With a cost estimate of $1.5 to $1.6 million, the first phase of the plan will see the 110-year-old barn moved to a new foundation where the former town hall building now sits. The cost also includes demolishing the old town hall and furnishing the barn with a new roof.
Council members Amy Phillips, Tamra Underwood, Jennie Fancher and Mayor Sarah Smith Hymes voted in favor of the move.
“My concern is that we’re going to say, ‘You know what, we’re going to lose this battle, but we’re going to win the next one,'” Hymes said. “There is no next one with a historic structure like this.”
‘Best professional estimate’
The motion that passed was made by Underwood, who in making the motion gave extra direction to town staff that “each and every cost economy be taken and all grant opportunities are to be pursued.”
Town attorney Eric Heil said about $75,000 could be saved if the former town hall is able to be demolished and a new foundation for the barn constructed before the barn is moved, so that the barn can be moved directly to its final resting place, rather than first to the former town hall parking lot while it awaits construction of the new foundation.
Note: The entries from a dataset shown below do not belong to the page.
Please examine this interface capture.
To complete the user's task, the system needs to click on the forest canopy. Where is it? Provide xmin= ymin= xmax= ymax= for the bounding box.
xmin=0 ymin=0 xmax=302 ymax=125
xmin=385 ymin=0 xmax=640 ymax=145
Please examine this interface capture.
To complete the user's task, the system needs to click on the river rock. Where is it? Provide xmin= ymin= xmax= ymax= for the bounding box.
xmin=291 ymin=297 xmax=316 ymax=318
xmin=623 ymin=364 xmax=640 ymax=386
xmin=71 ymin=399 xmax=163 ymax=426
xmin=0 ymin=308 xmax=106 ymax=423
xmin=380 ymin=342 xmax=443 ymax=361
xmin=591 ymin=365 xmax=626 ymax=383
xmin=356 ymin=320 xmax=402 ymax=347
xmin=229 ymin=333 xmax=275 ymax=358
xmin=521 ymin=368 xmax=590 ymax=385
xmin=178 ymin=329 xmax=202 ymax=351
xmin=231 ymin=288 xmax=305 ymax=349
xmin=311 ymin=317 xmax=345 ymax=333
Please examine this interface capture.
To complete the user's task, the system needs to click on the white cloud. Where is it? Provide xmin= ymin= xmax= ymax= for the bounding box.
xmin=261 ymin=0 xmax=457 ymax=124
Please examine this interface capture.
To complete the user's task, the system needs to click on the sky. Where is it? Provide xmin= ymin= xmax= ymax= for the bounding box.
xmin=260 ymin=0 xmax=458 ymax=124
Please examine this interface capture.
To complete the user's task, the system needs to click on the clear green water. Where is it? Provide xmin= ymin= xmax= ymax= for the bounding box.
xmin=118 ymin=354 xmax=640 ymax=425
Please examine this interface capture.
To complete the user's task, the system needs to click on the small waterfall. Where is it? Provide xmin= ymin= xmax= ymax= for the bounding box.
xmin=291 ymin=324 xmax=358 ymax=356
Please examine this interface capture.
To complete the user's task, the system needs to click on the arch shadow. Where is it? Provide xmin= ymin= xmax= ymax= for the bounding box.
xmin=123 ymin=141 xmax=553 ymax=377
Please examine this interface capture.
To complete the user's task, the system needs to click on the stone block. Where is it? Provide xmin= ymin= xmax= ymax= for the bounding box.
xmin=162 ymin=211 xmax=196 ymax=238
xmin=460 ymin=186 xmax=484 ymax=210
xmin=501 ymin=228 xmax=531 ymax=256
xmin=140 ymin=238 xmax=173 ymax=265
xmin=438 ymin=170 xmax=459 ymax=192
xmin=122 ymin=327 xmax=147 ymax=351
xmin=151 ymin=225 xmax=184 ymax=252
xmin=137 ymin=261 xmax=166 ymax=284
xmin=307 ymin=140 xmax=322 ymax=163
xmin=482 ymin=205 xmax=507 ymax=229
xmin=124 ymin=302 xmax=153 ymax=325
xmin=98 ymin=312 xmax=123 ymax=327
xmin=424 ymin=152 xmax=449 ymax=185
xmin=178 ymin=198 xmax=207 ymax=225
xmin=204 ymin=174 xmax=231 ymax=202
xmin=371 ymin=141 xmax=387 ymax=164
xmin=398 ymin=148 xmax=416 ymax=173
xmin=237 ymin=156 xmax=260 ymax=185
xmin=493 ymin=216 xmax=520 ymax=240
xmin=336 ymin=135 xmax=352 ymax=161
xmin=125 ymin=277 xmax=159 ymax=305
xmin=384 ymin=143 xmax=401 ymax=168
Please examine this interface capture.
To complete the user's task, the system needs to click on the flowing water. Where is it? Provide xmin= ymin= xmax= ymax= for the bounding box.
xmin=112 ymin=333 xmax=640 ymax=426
Recommended Stories For You
While that would be ideal, “that seems like a very low probability,” Heil said. “There’s just not enough time to do the design and hire a contractor and get it moved by the middle of the summer onto a foundation that gets built.”
Hell said the next step in the process will be to put out a request for proposal on the project. “Go out to bid and find out what a contractor would really charge us to do that work, for town hall demolition … and constructing a foundation,” Heil said.
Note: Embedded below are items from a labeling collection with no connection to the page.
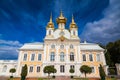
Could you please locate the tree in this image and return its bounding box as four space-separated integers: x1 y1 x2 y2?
106 40 120 67
21 64 28 80
79 65 92 78
69 68 75 78
53 68 57 78
99 64 106 80
9 68 16 78
43 66 57 79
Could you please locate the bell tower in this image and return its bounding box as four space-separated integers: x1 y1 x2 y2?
70 15 78 36
46 13 54 36
56 11 67 30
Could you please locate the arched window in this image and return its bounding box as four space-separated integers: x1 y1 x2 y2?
50 52 55 61
60 52 65 61
49 30 51 35
2 65 7 72
73 31 75 35
70 44 73 49
60 44 64 49
51 44 55 49
70 52 74 61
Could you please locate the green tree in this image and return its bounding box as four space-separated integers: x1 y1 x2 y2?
52 68 57 78
69 68 75 78
79 65 92 78
106 40 120 67
9 68 16 78
43 66 56 80
99 64 106 80
21 64 28 80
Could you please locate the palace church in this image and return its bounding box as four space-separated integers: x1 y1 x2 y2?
0 12 107 77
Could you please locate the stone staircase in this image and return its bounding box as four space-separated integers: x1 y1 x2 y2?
55 76 70 80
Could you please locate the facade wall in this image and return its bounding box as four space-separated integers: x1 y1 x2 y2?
0 60 17 76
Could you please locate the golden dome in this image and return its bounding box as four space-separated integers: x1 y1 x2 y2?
70 15 77 28
60 36 65 41
56 11 67 24
47 14 54 29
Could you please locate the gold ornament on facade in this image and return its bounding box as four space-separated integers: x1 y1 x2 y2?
60 36 65 41
46 14 54 29
70 15 77 29
56 11 67 24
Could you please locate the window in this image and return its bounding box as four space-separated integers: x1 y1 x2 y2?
60 65 65 73
60 45 64 49
23 54 27 61
70 65 75 69
70 52 74 61
29 66 33 72
70 44 73 49
38 54 41 61
49 30 51 35
37 66 40 72
89 54 93 61
2 65 7 72
96 54 100 61
91 67 95 73
51 45 55 49
50 52 55 61
82 54 86 61
31 54 35 61
60 52 65 61
73 31 75 35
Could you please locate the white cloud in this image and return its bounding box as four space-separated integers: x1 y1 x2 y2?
81 0 120 43
0 40 22 59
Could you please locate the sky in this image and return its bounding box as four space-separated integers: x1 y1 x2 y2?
0 0 120 60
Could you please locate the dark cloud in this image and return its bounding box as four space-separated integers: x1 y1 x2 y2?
81 0 120 44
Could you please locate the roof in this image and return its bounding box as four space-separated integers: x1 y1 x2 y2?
80 42 104 51
20 42 43 50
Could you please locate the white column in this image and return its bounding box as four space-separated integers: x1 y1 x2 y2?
16 51 22 77
65 45 69 63
55 45 59 63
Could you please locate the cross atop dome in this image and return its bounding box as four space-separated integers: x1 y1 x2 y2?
47 13 54 29
56 11 67 24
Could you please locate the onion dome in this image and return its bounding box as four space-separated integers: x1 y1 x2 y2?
70 15 77 29
46 14 54 29
56 11 67 24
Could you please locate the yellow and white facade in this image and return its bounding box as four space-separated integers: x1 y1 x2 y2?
17 12 107 77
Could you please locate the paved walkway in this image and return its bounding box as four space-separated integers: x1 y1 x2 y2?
55 76 70 80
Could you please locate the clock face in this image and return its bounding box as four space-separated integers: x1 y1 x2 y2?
60 31 65 35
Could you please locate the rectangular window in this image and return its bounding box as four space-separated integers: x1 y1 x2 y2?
37 66 40 72
50 52 55 61
38 54 41 61
31 54 35 61
96 54 100 61
29 66 33 72
91 67 95 73
82 54 86 61
23 54 27 61
89 54 93 61
70 65 75 69
60 65 65 73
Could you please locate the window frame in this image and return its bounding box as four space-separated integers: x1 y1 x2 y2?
50 52 55 61
70 52 75 61
82 54 87 61
23 53 28 61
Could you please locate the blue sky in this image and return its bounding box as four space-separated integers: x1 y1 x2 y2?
0 0 120 59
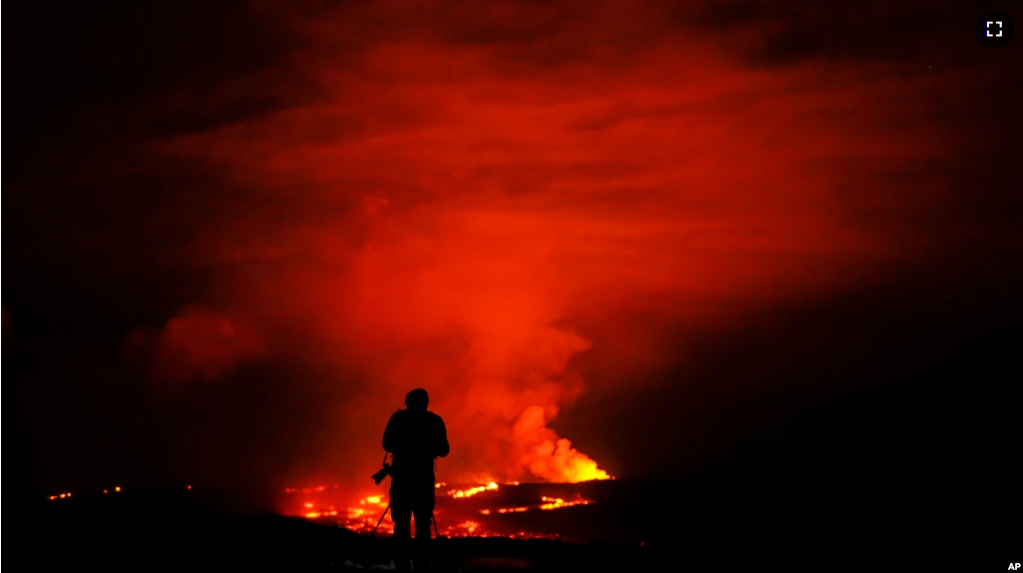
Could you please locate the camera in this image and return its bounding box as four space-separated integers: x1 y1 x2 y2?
373 464 391 485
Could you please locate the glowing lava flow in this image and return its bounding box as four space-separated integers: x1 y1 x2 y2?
284 482 592 538
446 482 499 497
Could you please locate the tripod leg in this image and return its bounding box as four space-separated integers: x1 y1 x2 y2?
370 502 391 535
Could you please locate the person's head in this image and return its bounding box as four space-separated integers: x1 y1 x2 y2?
405 388 430 411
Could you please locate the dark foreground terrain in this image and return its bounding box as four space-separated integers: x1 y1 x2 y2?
3 486 1023 572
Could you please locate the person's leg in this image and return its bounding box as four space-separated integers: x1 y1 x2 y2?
391 505 418 570
412 508 434 569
The $1.5 to $1.6 million cost estimate on the first phase is “the best professional estimate of cost at this time,” Heil said.
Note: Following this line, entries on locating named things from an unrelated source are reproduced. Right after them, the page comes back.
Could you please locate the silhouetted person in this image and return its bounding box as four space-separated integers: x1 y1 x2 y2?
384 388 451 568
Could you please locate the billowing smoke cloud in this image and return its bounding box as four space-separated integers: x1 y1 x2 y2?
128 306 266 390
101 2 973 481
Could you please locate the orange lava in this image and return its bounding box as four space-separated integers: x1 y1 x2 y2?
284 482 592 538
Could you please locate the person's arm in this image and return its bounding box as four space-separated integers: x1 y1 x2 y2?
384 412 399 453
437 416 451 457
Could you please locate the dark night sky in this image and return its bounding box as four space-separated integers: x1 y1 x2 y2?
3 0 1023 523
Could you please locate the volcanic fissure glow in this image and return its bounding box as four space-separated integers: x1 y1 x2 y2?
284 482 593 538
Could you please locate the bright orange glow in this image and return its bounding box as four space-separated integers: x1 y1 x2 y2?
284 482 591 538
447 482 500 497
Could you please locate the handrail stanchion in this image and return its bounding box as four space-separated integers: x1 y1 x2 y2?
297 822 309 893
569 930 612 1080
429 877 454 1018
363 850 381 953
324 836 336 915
Hell also added that phase one is a bare-minimum effort until another phase is implemented.
“The idea was to build a foundation that’s a permanent concrete structure the barn could sit on, doing it with the least amount of work possible,” Heil said. “No bathrooms, no interior plumbing, no interior electrical, utilities to that foundation that could be installed at a later date – the very minimum possible so you could put that structure on that cement foundation, add the roof so that the barn structure would be saved, as is, unconstructed.”
When the council was presented with the first phase of the plan by Anderson Hallas Architects on Jan. 22, that phase was accompanied by second and third phases, which would finish out the barn with bathrooms and event support spaces. Those phases are estimated to cost another $4.7 to $5.1 million.
How much will it cost?
In voting against the motion, council member Chico Thuon said he fears the town will be left paying for the next two phases of the project.
“Is this going to mean that we’re on the hook for six, ten, twelve million bucks?” Thuon asked.
Council member Jake Wolf, who also voted against the project, asked if the barn will sit unused in the former town hall location until more money is generated to fix it.
While that’s the plan, replied council member Amy Phillips, the fact that the barn will be in a more visible location will make it easier to raise money to activate it.
“When we have a there there, there’s many opportunities for funding,” Phillips said. “Once we have a there there, those other projects will be able to be phased in as money is available.”
Hymes also said she thinks there will be significant fundraising for the additional phases.
“I googled ‘private funding for historic preservation projects,’ there is potential, now that we have a project that we can describe, that we can illustrate, that we can envision for people,” Hymes said. “Now that we have a project, we can actually go and talk to all of those private foundations and see what kind of money we can raise.”